RyR1-mediated Ca2+ leak and Ca2+ entry determine resting intracellular Ca2+ in skeletal myotubes

Abstract

The control of resting free Ca(2+) in skeletal muscle is thought to be a balance of channels, pumps, and exchangers in both the sarcolemma and sarcoplasmic reticulum. We explored these mechanisms using pharmacologic and molecular perturbations of genetically engineered (dyspedic) muscle cells that constitutively lack expression of the skeletal muscle sarcoplasmic reticulum Ca(2+) release channels, RyR1 and RyR3. We demonstrate here that expression of RyR1 is responsible for more than half of total resting Ca(2+) concentration ([Ca(2+)](rest)) measured in wild type cells. The elevated [Ca(2+)](rest) in RyR1-expressing cells is not a result of active gating of the RyR1 channel but instead is accounted for by the RyR1 ryanodine-insensitive Ca(2+) leak conformation. In addition, we demonstrate that basal sarcolemmal Ca(2+) influx is also governed by RyR1 expression and contributes in the regulation of [Ca(2+)](rest) in skeletal myotubes.

FIGURE 1.

Resting membrane potentials (left) and resting intracellular free Ca²⁺ concentrations (right) measured using double-barreled microelectrodes in RyR-null and Wt RyR1-expressing 1B5 myotubes. Data are expressed as mean ± S.D., n = 20 cells/group.

FIGURE 2.

Resting intracellular free Ca²⁺ concentrations measured in RyR-null and Wt RyR1-expressing 1B5 myotubes. A, after treatment with 500 μm ryanodine.
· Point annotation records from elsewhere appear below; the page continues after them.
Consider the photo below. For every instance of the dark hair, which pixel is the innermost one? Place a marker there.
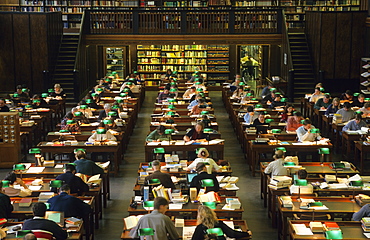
(160, 201)
(39, 209)
(64, 188)
(80, 154)
(11, 177)
(70, 167)
(200, 166)
(307, 121)
(302, 174)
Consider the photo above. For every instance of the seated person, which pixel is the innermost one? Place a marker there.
(58, 92)
(346, 112)
(294, 122)
(250, 116)
(316, 95)
(197, 109)
(348, 95)
(260, 124)
(359, 101)
(276, 167)
(302, 174)
(107, 136)
(86, 166)
(190, 92)
(365, 110)
(304, 132)
(157, 135)
(70, 205)
(363, 212)
(195, 133)
(333, 107)
(288, 112)
(207, 218)
(68, 177)
(40, 223)
(163, 95)
(13, 192)
(164, 178)
(202, 174)
(203, 156)
(3, 107)
(322, 103)
(355, 124)
(6, 206)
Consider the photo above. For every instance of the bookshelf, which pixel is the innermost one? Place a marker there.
(211, 60)
(115, 61)
(365, 76)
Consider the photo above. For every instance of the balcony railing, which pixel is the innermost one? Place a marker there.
(137, 21)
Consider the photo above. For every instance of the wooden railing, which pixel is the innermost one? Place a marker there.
(184, 21)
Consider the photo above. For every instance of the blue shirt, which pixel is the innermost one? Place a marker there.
(353, 126)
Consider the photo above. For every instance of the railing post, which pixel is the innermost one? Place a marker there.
(231, 21)
(290, 89)
(135, 22)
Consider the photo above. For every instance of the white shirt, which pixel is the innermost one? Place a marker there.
(210, 161)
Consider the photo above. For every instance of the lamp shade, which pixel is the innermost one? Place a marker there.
(300, 182)
(280, 148)
(276, 130)
(215, 231)
(34, 151)
(6, 183)
(211, 205)
(169, 131)
(324, 151)
(148, 203)
(56, 183)
(19, 166)
(154, 181)
(207, 183)
(101, 131)
(334, 234)
(315, 130)
(159, 150)
(146, 232)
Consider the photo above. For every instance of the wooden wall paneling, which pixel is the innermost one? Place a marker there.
(22, 50)
(343, 46)
(327, 48)
(39, 51)
(7, 78)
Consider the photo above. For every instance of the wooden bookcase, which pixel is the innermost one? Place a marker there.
(212, 61)
(10, 142)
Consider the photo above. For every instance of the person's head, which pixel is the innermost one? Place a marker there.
(358, 118)
(161, 129)
(297, 116)
(11, 177)
(336, 102)
(70, 168)
(199, 127)
(302, 174)
(80, 154)
(200, 167)
(203, 153)
(278, 154)
(206, 216)
(65, 188)
(307, 124)
(2, 102)
(347, 106)
(156, 165)
(361, 98)
(39, 209)
(161, 204)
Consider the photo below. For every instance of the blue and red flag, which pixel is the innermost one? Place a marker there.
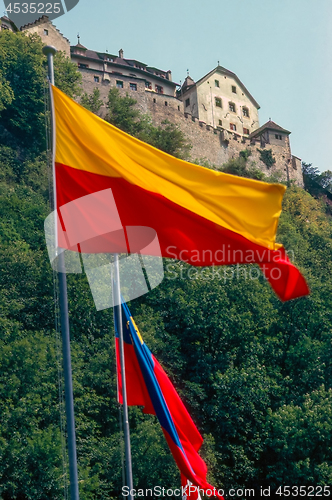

B, after treatment with 20 μm B5. C, after treatment with 500 μm ryanodine and 20 μm B5. Data are expressed as mean ± S.D., n = 20 cells/group.***, p < 0.0001.

FIGURE 3.

Effects of removal of extracellular Ca²⁺ on intracellular free Ca²⁺ concentrations after pretreatment with ryanodine and B5. Data are expressed as mean ± S.D., n = 20 cells/group.

FIGURE 4.

Resting membrane potentials (left) and resting intracellular free Ca²⁺ concentrations (right) measured using double-barreled microelectrodes in Wt and RyR-null primary myotubes. Data are expressed as mean ± S.D., n = 20 cells/group.

FIGURE 5.

Measurements of resting cation entry using Mn²⁺ quench in RyR-null and Wt primary myotubes. Upper, fura-2 fluorescence raw traces from representative myotubes in the presence of extracellular Ca²⁺, Mn²⁺ in the absence of Ca²⁺, and Mn²⁺ in the absence of Ca²⁺ after the addition of extracellular Cd²⁺ and La³⁺. Lower, comparison of the rate of Mn²⁺ quench between Wt and RyR-null primary myotubes. Data are shown as mean ± S.D., n = 15 cells/group. **, p < 0.0001.

FIGURE 6.

Fluo-5N fluorescence signals after the addition of 5 μm inomycin to Wt and RyR-null primary myotubes in the presence of nominal free extracellular Ca²⁺ buffer. A, representative curve of Wt and RyR-null responses. B, average area under the curve of the inomycin-induced Ca²⁺ release. Data are shown as mean ± S.D., n = 20 cells in each group. p > 0.05.

FIGURE 7.

Expression of Ca²⁺-handling proteins in Wt and RyR-null primary myotubes. Left, representative Western blots using antibodies directed against RyR1, PMCA, NCX3, SERCA1, myosin (to demonstrate similar differentiation state), and glyceraldehyde-3-phosphate dehydrogenase (GAPDH) as a loading control. Right, expression of RyR1 associated with a significant decrease in the expression of SERCA and NCX3 and a significant up-regulation of the expression of PMCA. Data are expressed as mean ± S.D., n = 5 Western blots/group.

FIGURE 8.

Model showing the changes in expression of Ca²⁺-handling proteins and the consequent changes in myoplasmic Ca²⁺ concentration, rate of resting Ca²⁺ entry, and Ca²⁺ removal.